Curval, vieux de la vieille de la S-F française, collaborateur du légendaire Fiction en son temps, met sa très belle plume au service d’un voyage presque chimérique, entre les brumes vénitiennes et les sables turcs. Sa verve, poétique par moment, alterne entre fascination et dureté. Le texte est dès lors souvent intransigeant et requiert un degré d’attention certainement plus élevé qu’un roman classique. Ce simple fait, additionné à la temporalité bouleversée et à une construction du récit en poupées gigognes, font de La forteresse de coton une lecture exigeante et, sans doute, difficile d’accès.

Mais lorsqu’on entre dans le roman (et ce fut le cas pour moi dès les premières pages, avec la course-poursuite sensuelle, sexuelle, des deux amants dans les eaux de la lagune vénitienne), c’est aussi un très bon moment de lecture. Si l’on perd le fil de temps à autre, par exemple lorsque Blaise/Julien s’enfonce dans ses délires maniaco-dépressifs, l’ambiance délétère du roman, associée à une faconde stylistique brillante, donne une saveur très particulière à cette lecture. Je ne suis pas persuadé d’avoir parfaitement compris les tenants et les aboutissants de ce voyage littéraire (la première critique publiée sur Noosfère voit dans le choix des noms un parallèle biblique qui m’avait totalement échappé !), mais c’est certainement une expérience à tenter.

Tropismes

De Nathalie Sarraute, 1939.

Texte de jeunesse de Nathalie Sarraute, refusé par de nombreux éditeurs et resté très confidentiel à sa sortie initiale, Tropismes est depuis considéré comme l’œuvre fondatrice du « nouveau roman ». Il ne s’agit pas à proprement parlé d’un texte unique, mais bien de la succession de 24 textes courts (l’auteur en ayant retiré et ajouté certains, jusqu’à arriver à cette liste définitive de 24 pour la réédition de 1957) qui reprennent chacun un « tropisme ».

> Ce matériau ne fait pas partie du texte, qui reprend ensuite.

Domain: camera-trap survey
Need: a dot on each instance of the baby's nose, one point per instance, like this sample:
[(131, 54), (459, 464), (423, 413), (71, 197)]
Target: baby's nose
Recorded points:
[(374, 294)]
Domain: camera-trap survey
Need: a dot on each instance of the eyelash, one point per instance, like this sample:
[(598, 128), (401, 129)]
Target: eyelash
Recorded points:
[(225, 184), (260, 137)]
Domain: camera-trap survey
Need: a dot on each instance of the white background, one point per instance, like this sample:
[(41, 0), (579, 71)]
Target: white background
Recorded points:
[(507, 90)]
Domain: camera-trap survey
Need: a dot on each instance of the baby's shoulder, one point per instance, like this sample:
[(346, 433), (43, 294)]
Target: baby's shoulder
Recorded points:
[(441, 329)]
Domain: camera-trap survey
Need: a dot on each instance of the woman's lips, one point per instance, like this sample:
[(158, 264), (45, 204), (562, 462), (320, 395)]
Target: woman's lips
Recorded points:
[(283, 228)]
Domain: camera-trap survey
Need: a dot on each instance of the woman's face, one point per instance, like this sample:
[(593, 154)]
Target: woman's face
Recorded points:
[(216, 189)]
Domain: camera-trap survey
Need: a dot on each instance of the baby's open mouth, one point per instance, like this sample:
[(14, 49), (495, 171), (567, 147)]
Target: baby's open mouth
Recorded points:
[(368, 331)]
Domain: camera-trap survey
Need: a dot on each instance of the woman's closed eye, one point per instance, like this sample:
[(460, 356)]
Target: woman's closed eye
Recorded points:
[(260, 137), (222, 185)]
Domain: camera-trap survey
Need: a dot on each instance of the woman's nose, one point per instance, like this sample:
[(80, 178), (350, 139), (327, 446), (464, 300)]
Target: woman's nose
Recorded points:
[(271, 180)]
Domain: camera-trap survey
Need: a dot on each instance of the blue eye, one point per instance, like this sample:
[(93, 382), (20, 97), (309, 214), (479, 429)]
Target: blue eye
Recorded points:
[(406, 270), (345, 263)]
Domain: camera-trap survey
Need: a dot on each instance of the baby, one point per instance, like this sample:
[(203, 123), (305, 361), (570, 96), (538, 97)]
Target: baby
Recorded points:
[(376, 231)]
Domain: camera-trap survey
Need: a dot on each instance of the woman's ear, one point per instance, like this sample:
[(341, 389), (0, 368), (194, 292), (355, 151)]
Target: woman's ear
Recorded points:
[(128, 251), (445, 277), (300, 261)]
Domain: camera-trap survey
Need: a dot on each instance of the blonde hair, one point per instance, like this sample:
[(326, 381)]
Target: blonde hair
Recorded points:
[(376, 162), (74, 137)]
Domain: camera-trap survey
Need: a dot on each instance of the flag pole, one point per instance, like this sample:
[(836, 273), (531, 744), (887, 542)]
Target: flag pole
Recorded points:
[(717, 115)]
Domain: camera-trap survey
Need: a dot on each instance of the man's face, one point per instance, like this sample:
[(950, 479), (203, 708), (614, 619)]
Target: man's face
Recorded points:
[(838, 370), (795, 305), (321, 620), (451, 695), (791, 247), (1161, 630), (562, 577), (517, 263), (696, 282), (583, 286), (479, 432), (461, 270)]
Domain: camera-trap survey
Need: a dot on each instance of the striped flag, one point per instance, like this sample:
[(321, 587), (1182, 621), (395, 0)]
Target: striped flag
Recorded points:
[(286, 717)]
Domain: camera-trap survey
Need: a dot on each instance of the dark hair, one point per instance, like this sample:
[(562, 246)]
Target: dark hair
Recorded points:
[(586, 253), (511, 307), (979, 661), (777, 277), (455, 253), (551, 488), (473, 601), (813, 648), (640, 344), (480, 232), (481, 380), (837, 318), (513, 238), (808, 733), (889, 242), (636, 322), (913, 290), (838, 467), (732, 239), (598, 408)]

Qu’est-ce donc ? Le tropisme est un concept scientifique. Il désigne la réaction, le déplacement ou la transformation d’un élément sous l’effet d’un stimulus extérieur. Sarraute applique le principe à nos semblables : comment un élément d’apparence anodine peut provoquer un changement chez l’homme ou la femme qui le subit. Elle est fascinée, à travers ces courts textes successifs, par les réactions infinitésimales de l’humain, ces changements soudains et peu prévisibles de l’humeur. Ces textes les décrivent par le menu : le sentiment de malaise, la complaisance, la rébellion, etc.

Sarraute rédige cela en respectant le postulat de base du nouveau roman (qui n’est pas formulé en 39, raison pour laquelle on parle d’œuvre fondatrice). Le « personnage » fictionnel n’a pas d’importance ; aucun nom ou prénom dans ces 24 textes, les acteurs étant réduit à des « il » ou des « elle ». Il n’y a pas non plus de récit, de chronologie ou d’action à proprement parler ; les textes ne font que décrire des réactions émotionnelles sur base de quelques éléments de contexte épars où le non-dit est au moins aussi important que l’explicite.

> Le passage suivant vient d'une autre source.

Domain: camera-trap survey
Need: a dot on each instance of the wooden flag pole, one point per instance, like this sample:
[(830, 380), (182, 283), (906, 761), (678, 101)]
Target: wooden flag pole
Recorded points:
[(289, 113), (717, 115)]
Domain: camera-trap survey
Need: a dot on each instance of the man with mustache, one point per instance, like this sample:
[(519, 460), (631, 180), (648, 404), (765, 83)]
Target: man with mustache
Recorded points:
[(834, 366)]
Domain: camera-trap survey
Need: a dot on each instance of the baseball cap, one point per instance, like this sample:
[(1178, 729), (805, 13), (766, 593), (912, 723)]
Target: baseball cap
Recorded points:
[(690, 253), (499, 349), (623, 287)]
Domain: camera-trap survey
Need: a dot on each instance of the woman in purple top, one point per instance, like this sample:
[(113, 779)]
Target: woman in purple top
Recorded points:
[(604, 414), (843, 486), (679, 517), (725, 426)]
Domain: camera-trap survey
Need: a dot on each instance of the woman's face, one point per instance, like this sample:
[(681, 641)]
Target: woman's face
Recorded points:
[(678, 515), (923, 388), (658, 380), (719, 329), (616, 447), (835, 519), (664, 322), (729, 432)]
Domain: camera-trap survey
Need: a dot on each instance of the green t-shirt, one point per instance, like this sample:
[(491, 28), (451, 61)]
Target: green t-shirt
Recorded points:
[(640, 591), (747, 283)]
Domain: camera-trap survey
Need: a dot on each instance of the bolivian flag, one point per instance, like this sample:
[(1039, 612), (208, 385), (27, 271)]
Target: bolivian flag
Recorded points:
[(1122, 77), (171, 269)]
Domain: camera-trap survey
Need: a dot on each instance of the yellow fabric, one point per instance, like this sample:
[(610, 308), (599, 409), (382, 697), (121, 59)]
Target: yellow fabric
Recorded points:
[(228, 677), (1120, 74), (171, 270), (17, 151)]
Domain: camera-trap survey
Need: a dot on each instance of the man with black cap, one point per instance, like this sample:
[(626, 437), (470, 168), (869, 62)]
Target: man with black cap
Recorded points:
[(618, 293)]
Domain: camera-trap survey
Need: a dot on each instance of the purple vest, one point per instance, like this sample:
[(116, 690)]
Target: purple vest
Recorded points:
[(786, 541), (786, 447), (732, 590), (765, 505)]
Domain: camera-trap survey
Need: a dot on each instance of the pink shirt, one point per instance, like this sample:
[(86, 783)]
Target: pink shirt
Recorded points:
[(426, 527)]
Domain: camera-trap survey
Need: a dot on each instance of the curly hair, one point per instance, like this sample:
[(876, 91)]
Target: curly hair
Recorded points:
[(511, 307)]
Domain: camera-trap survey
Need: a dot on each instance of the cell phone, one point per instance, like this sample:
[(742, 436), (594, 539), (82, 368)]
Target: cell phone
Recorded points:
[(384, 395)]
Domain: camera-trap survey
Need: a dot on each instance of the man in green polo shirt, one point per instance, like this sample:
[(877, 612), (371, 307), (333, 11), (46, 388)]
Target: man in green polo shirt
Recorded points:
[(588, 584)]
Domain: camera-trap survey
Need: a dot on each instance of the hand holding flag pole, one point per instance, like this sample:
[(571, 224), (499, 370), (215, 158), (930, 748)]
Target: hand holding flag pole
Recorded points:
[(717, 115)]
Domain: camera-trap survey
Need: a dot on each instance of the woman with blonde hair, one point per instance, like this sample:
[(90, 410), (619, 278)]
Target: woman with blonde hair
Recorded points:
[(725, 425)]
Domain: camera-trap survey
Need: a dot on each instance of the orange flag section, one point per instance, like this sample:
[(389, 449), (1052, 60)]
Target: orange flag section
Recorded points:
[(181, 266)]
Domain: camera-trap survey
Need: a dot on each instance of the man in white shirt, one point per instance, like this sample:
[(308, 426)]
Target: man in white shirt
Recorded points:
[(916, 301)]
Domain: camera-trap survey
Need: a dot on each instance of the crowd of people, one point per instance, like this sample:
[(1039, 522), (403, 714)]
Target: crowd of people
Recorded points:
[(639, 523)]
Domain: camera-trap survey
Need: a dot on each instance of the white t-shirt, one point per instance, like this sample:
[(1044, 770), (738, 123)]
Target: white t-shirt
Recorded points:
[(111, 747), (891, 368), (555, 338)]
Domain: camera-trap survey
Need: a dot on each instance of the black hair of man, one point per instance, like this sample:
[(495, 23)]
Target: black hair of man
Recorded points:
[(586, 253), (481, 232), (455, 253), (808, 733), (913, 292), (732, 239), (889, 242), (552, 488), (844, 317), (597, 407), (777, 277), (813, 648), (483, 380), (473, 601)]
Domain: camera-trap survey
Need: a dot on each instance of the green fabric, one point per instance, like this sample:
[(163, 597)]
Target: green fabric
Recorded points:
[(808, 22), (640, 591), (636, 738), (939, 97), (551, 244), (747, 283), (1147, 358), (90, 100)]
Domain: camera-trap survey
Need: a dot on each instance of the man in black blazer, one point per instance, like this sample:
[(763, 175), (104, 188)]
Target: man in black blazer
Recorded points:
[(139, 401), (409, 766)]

J’ai déjà dit dans ces colonnes le scepticisme que j’avais éprouvé à la lecture d’un court roman d’un autre père du nouveau roman (Djinn, de Robbe-Grillet), mais ce que j’ai dit alors n’est pas valable ici. Sarraute, dans Tropismes, n’a d’autres prétentions que de s’attacher à les décrire, ces tropismes. Reste donc, dans la mémoire du lecteur, des impressions fugaces, l’une ou l’autre situation qu’il retiendra car elle trouve un écho particulier dans son propre vécu. Le reste s’estompera assez vite dans une confusion générale. A moins d’être très attentif ou de lire Tropismes dans un but de recherche en littérature comparée, le bouquin s’oubliera, je le crains, assez vite.

Car Tropismes appartient au domaine de la littérature, à n’en pas douter. Mais à celui de la littérature exigeante, celle qui requiert qu’on la lise dans de bonnes conditions, au calme, avec des moments d’introspection qui permettent de s’approprier le texte et faire résonner son sens. Or, j’ai lu ces 60 pages (moins, en fait, puisque j’ai lu la version de la Pléiade, concentrée en une petite vingtaine de pages), comme souvent, dans les transports en commun, ce qui n’est certes pas le cadre idéal que ces pages méritaient sans doute.

Je ne peux donc que réserver mon jugement et me promettre de rependre du Sarraute à une autre occasion, lorsque le contexte s’y prêtera davantage.